Features and Performance
Taiyo / Tyco would put everything they had into this model. There are few (if any) others of the era which surpass the engineering of the Racing Pickup.
- Designed after Sherman Balch’s 1984 off-road racing pickup, among others
- Large 1/14 Scale
- Exceptional quality Made in Japan
- 9.6v ‘Turbo’ powered by 8xAA (12V Alkaline)
- High torque with a top speed of 15.5mph
- Dual Mabuchi 280 motors operating 4WD drive-train
- Front differential, coupled with rear solid axle, said to be the best configuration for off-road racing
- All-around blue shock absorbers featuring steel shafts
- Backup tire mounted on the rear
- Air intake on the rooftop
- Nissan King Cab hard body
History and Development of the Baja Racing Pick-Up
Initially proposed by Taiyo Japan to Tyco Industries (USA) as a possible leading product for the 1988 market year, the 4WD Turbo Racing Pickup was intended to be a smash hit that would take over from the wildly popular Tyco Turbo Hopper which was now beginning to cool down.
It was a logical move, considering the Racing Pickup was modeled after actual Nissan 4×4 King Cab Racing Pick-Ups, like the ones driven by the late American Sherman Balch, who triumphed at the Baja 1000 in 1987, a world renowned off-road race that takes place in the Californian Peninsula (Mexico).
Roger Mears, another popular off-road racer also raced in the Red White and Blue Nissan pickups that closely resembled Taiyo’s truck, and so they must have thought this was a sure thing for the American audience.
It was a monster of a “toy” R/C car, more like a hobby grade Tamiya than anything Taiyo had ever designed.
With dual motors, front differential and solid rear axle, steer reinforcements, pistol grip controller, and the 8xAA batteries to drive it, with suspension that looked like it was straight from the 1/10 section of the hobby store, and of course that Red, White, and Blue Nissan 4×4 King Cab Pickup hard body.

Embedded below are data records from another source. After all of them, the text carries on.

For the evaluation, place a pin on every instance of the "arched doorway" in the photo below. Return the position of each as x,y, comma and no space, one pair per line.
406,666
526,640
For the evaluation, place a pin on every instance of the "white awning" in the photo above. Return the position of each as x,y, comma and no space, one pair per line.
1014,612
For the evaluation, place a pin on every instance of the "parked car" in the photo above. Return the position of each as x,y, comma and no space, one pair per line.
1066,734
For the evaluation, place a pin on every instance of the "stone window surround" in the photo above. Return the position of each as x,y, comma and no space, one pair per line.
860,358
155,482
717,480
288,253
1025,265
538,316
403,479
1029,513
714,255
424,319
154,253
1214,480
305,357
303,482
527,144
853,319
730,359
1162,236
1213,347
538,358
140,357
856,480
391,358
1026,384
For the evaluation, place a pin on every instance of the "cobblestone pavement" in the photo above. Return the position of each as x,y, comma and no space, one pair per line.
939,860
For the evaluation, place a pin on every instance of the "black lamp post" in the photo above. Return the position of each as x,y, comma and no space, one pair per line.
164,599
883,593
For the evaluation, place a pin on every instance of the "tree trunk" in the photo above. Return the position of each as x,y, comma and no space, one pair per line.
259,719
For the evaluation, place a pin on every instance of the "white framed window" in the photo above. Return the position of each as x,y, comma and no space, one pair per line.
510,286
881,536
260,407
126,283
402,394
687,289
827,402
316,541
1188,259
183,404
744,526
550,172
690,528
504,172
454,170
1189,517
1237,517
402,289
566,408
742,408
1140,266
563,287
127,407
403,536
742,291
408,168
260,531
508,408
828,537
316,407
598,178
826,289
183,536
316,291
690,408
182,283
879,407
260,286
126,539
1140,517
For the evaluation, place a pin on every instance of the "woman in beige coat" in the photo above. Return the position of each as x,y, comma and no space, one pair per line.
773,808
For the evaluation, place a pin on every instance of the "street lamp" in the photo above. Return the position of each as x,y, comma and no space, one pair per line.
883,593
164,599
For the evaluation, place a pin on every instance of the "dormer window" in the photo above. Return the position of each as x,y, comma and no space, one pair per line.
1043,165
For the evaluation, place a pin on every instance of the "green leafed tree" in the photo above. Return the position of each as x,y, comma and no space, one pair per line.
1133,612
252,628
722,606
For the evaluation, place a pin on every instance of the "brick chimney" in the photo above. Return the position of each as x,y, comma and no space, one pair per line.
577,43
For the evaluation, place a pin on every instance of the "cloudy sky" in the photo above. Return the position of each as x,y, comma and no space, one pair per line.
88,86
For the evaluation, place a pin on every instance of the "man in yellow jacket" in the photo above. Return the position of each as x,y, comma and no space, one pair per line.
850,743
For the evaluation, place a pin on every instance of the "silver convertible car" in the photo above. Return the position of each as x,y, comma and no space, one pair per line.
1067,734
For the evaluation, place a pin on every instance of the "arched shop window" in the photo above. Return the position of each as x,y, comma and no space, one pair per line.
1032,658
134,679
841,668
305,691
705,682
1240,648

This was something special.
Tyco thought the same, and following the usual repackaging and rebranding for the US market, they would release the Tyco Turbo Racing 4WD into the US, UK, and other markets globally in 1988, while Taiyo also launched their own Taiyo branded model in the Japanese market.
Sadly, it was just not meant to be. The 4WD Racing Pick-Up did not achieve the sales success that Tyco had anticipated in the American market, and there has been much speculation as to why.
- Was the high price point, attributable to the vehicle’s advanced specifications?
- Could it have been the Japanese brand (Nissan) instead of a Chevy or GM Pick-Up?
- Or perhaps the market timing and promotion was just off, or badly timed, when customers just weren’t ready to buy?
Whatever it was, we are thankful that Tyco saw through this small failure and knew there was still opportunity. They would use this setback to inform their 2nd attempt at designing the ultimate successor to the Turbo Hopper. One that would hit a more acceptable price point, while being tailored as much as possible to resonate with the average American consumer.
Tyco gets their smash hit
The iconic Tyco Baja Bandit was born – and it was a smash hit.
This new model used the same Nissan Pick-Up hard body but featured an entirely new, simpler, yet high-performance chassis that would cost much less to produce, yet still have wild performance off-road for a model in its class (remember, we’re talking “toy grade”!).
In any event, 30 years later, most collectors concur that the Taiyo Racing Pickup 4WD, whether Taiyo or Tyco branded, ranks among the finest radio-controlled cars Taiyo ever produced (in my opinion, it’s the best). Its limited production run of just one year also makes it one of the rarest.
And whether you like the Racing Pickup or the Bandit more doesn’t matter so much – they’re both great toys with a great story behind them, just begging to be taken outside and raced.
And if you’re too old for that, simply sitting on the shelf these things look amazing, and will bring back those nostalgic memories of a simpler time, before kids were stuck to their tablets and cell phones, when Nintendo was relatively new, when you could just go outside, plant down the pride of your toy collection…. and let her rip!